Moreover, visiting families are not allowed to bring in fruits, vegetables, any sweets or sugars. Inmates are not allowed to buy those from inside the prison, either. In other words, all healthy nutritious foods which could provide inmates with a minimum of vitamins and minerals are banned in the whole prison: no-one should sell them, have them in prison meals, or receive them in visits, since March 2015 (16 months ago), just after the appointment of the current Interior Minister.


These actions have only one meaning: coup authorities deliberately set out to extrajudicially kill strikers. Aqrab Prison administration uses death as punishment for striking political prisoners. Either they call off their strike or they die.


On May 3, a second wave of hunger-strikes began in Aqrab. My son Gehad restarted his strike on May 17, along with his mate Mahmoud Barbary and other political prisoners. Ten days later, Barbary reached the stage of muscle spasm; and his blood sugar dropped to dangerous levels. Currently, he is unconscious. The same happened to other hunger-strikers, including Sheikh Mustafa Hamza, who began his hunger-strike on May 3.


The main reason for the strike is to save prisoners from starvation and disease after prison administration officials took away their essential medicines and reduced food in meals until it no longer was sufficient to sustain any adult person. They also banned all exercise and closed cell-door windows, the tiny ones in cell doors which are the only openings in their isolated graves.


He strikes – to survive. He remembers the starvation which reached its peak in last Ramadan: just one spoon of rice, with nothing else to eat but a tiny handful of rotten beans, which can be counted on the fingers of one hand, from which he has to wash off the mold, then eat them.


He recalls how electricity in the cells was cut off from the afternoon, and he cannot see his hand in the darkness of the cell. He remembers 24-hour confinement in the cells, isolated from the whole world, where he cannot hear or see anything, especially after the cell-door windows were shuttered.


He remembers how his essential medication was snatched away as officers took all his personal belongings from the cells, or his medication finishing as authorities banned visits for 4 consecutive months. He remembers all that.. and knows that he cannot endure or survive it today after the deterioration of his health condition.


If forcing a hunger-striker to eat is a crime, what do we call the extreme brutality of Aqrab Prison administration in its treatment of strikers?

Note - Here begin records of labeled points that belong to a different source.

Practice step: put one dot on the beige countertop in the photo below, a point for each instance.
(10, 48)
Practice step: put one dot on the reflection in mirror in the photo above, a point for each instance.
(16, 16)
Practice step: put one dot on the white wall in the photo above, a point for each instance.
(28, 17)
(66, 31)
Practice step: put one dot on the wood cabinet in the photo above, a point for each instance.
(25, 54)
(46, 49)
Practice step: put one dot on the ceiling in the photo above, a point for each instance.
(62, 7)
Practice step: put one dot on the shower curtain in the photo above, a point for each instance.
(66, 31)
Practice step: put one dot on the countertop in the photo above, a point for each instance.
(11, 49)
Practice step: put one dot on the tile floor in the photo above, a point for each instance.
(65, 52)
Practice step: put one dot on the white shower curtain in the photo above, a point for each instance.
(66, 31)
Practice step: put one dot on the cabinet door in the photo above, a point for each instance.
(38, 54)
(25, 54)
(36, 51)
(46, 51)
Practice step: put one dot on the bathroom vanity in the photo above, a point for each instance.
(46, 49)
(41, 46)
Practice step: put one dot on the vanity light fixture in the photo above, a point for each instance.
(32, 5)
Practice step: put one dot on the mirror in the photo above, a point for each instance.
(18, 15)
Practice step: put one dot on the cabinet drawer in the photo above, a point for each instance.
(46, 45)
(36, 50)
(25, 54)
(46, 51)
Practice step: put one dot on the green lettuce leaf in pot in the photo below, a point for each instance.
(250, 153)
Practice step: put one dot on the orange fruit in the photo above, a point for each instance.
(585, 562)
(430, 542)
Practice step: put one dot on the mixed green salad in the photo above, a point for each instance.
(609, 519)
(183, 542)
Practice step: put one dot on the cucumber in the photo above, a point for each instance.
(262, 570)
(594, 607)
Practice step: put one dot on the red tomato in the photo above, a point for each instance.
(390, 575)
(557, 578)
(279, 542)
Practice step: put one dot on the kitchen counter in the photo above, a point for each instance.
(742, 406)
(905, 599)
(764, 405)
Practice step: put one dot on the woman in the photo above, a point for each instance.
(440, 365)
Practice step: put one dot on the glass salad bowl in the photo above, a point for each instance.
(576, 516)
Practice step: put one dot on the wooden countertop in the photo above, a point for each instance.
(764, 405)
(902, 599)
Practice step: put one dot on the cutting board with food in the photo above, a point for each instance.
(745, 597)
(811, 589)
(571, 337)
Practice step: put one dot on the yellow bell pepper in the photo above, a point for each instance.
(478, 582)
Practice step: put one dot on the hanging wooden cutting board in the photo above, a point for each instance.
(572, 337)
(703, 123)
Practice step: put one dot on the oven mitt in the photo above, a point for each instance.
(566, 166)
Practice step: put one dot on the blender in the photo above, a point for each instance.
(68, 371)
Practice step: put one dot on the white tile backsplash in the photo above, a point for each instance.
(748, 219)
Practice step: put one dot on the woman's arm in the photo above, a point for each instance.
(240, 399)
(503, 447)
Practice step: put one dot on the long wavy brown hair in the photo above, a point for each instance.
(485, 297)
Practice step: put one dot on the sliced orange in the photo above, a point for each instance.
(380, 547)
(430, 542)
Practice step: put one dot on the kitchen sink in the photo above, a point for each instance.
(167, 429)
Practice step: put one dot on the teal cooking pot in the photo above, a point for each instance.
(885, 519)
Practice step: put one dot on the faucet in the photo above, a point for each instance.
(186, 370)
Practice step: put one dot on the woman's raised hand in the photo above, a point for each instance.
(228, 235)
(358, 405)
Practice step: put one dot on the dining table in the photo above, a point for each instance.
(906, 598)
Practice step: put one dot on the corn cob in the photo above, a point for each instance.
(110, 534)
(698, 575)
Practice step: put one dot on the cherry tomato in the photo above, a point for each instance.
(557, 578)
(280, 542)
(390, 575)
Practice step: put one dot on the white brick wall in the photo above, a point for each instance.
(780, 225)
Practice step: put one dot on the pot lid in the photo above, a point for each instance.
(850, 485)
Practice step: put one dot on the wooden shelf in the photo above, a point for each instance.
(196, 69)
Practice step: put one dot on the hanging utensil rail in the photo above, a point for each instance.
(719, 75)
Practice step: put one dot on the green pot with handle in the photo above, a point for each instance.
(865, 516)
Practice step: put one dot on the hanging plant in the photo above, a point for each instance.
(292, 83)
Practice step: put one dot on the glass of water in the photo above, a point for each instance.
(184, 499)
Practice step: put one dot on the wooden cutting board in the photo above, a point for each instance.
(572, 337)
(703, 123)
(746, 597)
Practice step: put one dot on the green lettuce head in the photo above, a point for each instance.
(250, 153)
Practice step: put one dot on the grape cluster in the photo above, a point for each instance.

This is a plea to humanitarian and human rights organizations, regarding coup regime atrocities against our loved ones in Aqrab Prison. My son came out to see us in the last visit because we pleaded with him to. Aqrab officials agreed they would allow him a full half-hour visit, behind a glass barrier, of course (whereas by law he is entitled to full one-hour visits without glass partitions). What happened? They cut off the electricity to the visiting room, so the phone headsets went dead. Without those, we could not hear each other at all through the glass barrier. They have no principles, no morals, no honor, and no mercy.


In Aqrab, there is nothing but murder, slow and painful death. You starve or die from the cold in the winter, or the heat in the summer, or painfully perish by a poisonous meal contaminated by officers after your family pay dearly and suffer for so long to bring it to you. Or, of course, you die of a disease, after your medication is taken away or runs out, or die from heart-felt anguish of severe insults, provocation, arrogance of psychopathic officers, from extreme ill-treatment by ruthless wardens, or under torture and cracking bones because you dared to object.